2016.10.8 穂高神社と安曇野99 安曇族(海人族)37 ワカタケル王
歴史は因果関係であって、論理的にその因果を辿っていけば矛盾なく繋がっていくはずなのですが、学者さんたちが『記紀』のウソや作り話を信じて、そのつじつまを合わせるためだけの非論理的な解釈してきたために矛盾だらけで訳の分からないものになってしまっているのです<(_ _)>。
例えば、さきたま古墳群にある前方後円墳の稲荷山古墳から出土した金錯銘鉄剣には「ワカタケル王が辛亥の年にシキの宮にいて、オオヒコノミコトの子孫のヲワケ臣が補佐していた」ことが記されていて、この鉄剣が前方後円墳から出土したことから、この辛亥年は古墳時代の471年か531年であろうと推定されているのですが、学者さんたちの多くは、ワカタケル王は雄略天皇で辛亥の年は471年であると解釈しているのだそうです。
金錯銘鉄剣
なぜ多くの学者さんが辛亥年を471年だと解釈しているのかというと、『日本書紀』は、欽明天皇の宮は磯城(シキ)にあったと記しているのですが、その在位は539~571年としていますから、「531年の辛亥の年には欽明はまだ王位についていないのだから、このワカタケル王が欽明天皇のはずはない。
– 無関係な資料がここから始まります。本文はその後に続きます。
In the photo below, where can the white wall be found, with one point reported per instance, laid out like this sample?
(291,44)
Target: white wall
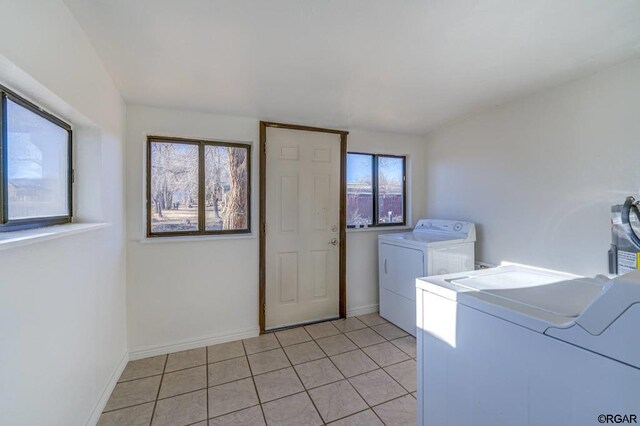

辛亥の年に天皇だったのは471年に在位していた雄略天皇(在位456~479年)だから、この辛亥年は471年で、ワカタケル王とは雄略天皇のことである」という論理のようで、たしかにこの部分だけを見れば「論理的整合性があり妥当である」のですが、歴史は全体の流れであって「部分」ではないのです。
全体を論理的に見れば、464~506年に実際に倭国の王として在位していたのは、中国の史書に「倭王・武」の名で記されている応神天皇であって、456~479年に在位したとされている雄略天皇は架空の天皇なのですし、『日本書紀』は雄略天皇の宮は磯城ではなく、泊瀬朝倉宮(はつせのあさくらのみや)だと記しているのですから、上記の解釈は論理的でも妥当でもないのです(^o^)。
雄略天皇は歴代の天皇の系譜に記されていますし、宮内庁が「雄略天皇陵」としている陵墓もありますから、学者さんたちは雄略天皇の実在を全く疑っていないようですが、雄略天皇陵とされている古墳は円墳と方墳の二つの古墳をくっつけて前方後円墳に整形したものだそうですし、この古墳は宮内庁が天皇陵として囲い込んでいて一切調査はされていないため、いつ頃作られた古墳なのかも被葬者は誰なのかも分かっていないのですから、その陵墓の存在が雄略天皇の実在を証明しているわけではないのです。
それでは、雄略天皇の泊瀬朝倉宮はどこにあったとされているのだろう?と調べてみると、奈良県桜井市黒崎の白山神社境内に「雄略天皇泊瀬朝倉宮伝承地」の碑があるそうですが、そこは奈良盆地の東側の端の山間の地で、強大な力を持っていたとされる大王が宮を置いた場所とは思えませんし、雄略天皇陵があるのは奈良盆地の西の端からさらに山を越えた大阪府羽曳野市なのですよね。
奈良盆地の東の端に宮を置いていたという天皇のお墓が、宮から遠く離れた山の向こうの大阪に造られたというのはあまりにも不自然すぎると私は思うのですが、歴史学者さんには、これは「論理的整合性があり妥当である」ことなのでしょうか???